Is there a work in progress tree for IPA with offloading? Because the
code that I see upstream doesn't seem to have any of that - or did I
look in the wrong place?
>> There are also some other issues where I don't know how this is supposed to
>> be solved properly:
>> On MT7622 most of the bridge ports are connected to a MT7531 switch using
>> DSA. Offloading (lan->wlan bridging or L3/L4 NAT/routing) is not handled by
>> the switch itself, it is handled by a packet processing engine in the SoC,
>> which knows how to handle the DSA tags of the MT7531 switch.
>>
>> So if I were to handle this through switchdev implemented on the wlan and
>> ethernet devices, it would technically not be part of the same switch, since
>> it's a behind a different component with a different driver.
>
> What is important here is the user experience. The user is not
> expected to know there is an accelerate being used. You setup the
> bridge just as normal, using iproute2. You add routes in the normal
> way, either by iproute2, or frr can add routes from OSPF, BGP, RIP or
> whatever, via zebra. I'm not sure anybody has yet accelerated NAT, but
> the same principle should be used, using iptables in the normal way,
> and the accelerate is then informed and should accelerate it if
> possible.
Accelerated NAT on MT7622 is already present in the upstream code for a
while. It's there for ethernet, and with my patches it also works for
ethernet -> wlan.
> switchdev gives you notification of when anything changes. You can
> have multiple receivers of these notifications, so the packet
> processor can act on them as well as the DSA switch.
>
>> Also, is switchdev able to handle the situation where only parts of the
>> traffic is offloaded and the rest (e.g. multicast) is handled through the
>> regular software path?
>
> Yes, that is not a problem. I deliberately use the term
> accelerator. We accelerate what Linux can already do. If the
> accelerator hardware is not capable of something, Linux still is, so
> just pass it the frames and it will do the right thing. Multicast is a
> good example of this, many of the DSA switch drivers don't accelerate
> it.
Don't get me wrong, I'm not against switchdev support at all.

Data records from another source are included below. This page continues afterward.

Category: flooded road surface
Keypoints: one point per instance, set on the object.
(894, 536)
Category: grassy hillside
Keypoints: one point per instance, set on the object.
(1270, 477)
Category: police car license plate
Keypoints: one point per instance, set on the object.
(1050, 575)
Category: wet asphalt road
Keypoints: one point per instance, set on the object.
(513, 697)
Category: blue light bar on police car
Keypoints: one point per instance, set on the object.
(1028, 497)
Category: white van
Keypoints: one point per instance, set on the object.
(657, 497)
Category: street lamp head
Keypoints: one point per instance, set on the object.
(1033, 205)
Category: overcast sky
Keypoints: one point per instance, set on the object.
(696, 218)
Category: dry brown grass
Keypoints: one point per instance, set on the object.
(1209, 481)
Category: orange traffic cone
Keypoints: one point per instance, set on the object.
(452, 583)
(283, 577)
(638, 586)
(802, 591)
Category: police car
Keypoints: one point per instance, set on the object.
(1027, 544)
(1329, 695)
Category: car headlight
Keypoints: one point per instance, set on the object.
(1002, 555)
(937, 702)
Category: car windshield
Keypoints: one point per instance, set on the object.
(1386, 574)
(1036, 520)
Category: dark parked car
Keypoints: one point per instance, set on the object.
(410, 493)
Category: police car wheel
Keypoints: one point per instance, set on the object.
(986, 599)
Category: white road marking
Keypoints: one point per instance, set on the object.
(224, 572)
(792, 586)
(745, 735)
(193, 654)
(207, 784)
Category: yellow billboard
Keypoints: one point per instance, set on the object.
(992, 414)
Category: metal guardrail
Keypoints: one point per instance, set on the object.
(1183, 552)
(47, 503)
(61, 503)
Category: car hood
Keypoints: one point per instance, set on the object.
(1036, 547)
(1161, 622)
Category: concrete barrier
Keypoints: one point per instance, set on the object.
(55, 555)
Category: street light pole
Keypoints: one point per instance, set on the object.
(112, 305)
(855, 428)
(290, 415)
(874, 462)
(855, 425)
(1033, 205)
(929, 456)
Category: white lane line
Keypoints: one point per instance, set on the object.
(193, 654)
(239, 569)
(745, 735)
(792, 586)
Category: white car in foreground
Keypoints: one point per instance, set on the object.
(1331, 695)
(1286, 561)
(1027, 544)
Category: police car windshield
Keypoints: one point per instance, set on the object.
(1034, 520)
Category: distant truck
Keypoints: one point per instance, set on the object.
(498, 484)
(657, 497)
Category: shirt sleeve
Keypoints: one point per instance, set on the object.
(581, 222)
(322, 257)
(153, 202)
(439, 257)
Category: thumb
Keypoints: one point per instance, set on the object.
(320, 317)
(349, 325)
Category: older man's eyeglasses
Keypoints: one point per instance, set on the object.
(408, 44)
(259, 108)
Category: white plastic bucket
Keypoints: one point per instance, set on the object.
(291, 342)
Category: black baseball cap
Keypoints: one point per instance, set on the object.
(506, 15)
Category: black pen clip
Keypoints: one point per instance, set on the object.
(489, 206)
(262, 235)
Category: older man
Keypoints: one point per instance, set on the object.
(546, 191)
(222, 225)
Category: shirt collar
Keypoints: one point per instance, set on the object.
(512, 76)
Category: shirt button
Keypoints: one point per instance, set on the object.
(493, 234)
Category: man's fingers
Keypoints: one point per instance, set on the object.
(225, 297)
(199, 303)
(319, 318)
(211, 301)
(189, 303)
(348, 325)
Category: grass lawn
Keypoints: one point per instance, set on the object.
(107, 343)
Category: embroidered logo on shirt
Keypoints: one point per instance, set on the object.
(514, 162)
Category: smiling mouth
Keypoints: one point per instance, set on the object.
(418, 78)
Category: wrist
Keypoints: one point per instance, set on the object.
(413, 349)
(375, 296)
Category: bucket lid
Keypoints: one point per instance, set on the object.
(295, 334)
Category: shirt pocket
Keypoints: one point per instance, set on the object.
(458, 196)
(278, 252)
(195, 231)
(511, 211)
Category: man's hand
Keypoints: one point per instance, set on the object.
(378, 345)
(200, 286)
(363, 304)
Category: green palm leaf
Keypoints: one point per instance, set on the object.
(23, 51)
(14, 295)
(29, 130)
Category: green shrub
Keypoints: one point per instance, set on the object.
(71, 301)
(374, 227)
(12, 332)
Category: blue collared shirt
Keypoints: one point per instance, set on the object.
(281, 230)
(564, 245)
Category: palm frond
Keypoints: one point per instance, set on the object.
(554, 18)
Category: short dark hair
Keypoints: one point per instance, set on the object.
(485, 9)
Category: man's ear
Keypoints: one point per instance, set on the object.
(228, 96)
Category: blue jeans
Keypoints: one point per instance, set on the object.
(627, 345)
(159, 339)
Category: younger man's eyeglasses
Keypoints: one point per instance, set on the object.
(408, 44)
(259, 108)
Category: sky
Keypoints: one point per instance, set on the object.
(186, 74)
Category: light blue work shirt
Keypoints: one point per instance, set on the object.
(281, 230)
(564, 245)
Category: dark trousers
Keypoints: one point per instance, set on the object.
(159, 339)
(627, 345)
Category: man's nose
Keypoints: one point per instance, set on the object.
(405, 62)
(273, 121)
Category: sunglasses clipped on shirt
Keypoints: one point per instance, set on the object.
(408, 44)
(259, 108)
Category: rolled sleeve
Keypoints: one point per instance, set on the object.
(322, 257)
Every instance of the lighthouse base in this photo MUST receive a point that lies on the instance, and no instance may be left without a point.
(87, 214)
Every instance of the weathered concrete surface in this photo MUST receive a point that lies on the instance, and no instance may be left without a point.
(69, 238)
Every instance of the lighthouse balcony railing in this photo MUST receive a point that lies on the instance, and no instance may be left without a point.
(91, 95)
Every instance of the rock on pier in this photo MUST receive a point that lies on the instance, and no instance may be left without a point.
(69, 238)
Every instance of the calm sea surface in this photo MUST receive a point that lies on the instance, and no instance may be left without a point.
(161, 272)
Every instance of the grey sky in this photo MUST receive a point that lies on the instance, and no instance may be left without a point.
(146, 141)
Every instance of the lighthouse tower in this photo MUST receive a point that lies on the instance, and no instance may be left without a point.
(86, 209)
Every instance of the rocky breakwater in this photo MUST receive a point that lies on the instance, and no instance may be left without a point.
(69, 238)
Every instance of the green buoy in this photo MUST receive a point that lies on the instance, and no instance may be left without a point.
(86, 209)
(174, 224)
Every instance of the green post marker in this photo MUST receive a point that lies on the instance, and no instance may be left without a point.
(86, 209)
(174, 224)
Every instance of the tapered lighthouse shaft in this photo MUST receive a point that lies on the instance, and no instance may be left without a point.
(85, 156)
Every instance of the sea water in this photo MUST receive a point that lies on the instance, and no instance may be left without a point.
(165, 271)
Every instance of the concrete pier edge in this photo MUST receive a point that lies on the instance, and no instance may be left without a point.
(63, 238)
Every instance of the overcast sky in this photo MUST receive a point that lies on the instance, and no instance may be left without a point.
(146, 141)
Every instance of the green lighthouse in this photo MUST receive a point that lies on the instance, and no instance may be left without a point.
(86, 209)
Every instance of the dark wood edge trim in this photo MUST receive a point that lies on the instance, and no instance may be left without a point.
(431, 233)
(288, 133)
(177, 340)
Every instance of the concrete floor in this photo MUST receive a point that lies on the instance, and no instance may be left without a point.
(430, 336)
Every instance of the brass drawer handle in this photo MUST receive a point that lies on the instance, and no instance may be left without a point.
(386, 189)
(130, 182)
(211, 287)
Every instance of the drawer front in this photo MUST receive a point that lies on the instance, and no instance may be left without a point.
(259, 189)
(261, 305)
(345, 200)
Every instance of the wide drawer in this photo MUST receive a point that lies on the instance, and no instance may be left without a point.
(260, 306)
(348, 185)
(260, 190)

I just
don't know how to do it yet, and the code that I put in place is useful
for non-switchdev use cases as well.
>> In my opinion, handling it through the TC offload has a number of
>> advantages:
>> - It's a lot simpler
>> - It uses the same kind of offloading rules that my software fastpath
>> already uses
>> - It allows more fine grained control over which traffic should be offloaded
>> (src mac -> destination MAC tuple)
>>
>> I also plan on extending my software fast path code to support emulating
>> bridging of WiFi client mode interfaces. This involves doing some MAC
>> address translation with some IP address tracking. I want that to support
>> hardware offload as well.
>>
>> I really don't think that desire for supporting switchdev based offload
>> should be a blocker for accepting this code now, especially since my
>> implementation relies on existing Linux network APIs without inventing any
>> new ones, and there are valid use cases for using it, even with switchdev
>> support in place.
>
> What we need to avoid is fragmentation of the way we do things. It has
> been decided that switchdev is how we use accelerators, and the user
> should not really know anything about the accelerator. No other in
> kernel network accelerator needs a user space component listening to
> netlink notifications and programming the accelerator from user space.
> Do we really want two ways to do this?
There's always some overlap in what the APIs can do. And when it comes
to the "client mode bridge" use case that I mentioned, I would also need
exactly the same API that I put in place here. And this is not something
that can (or even should) be done using switchdev. mac80211 prevents
adding client mode interfaces to bridges for a reason.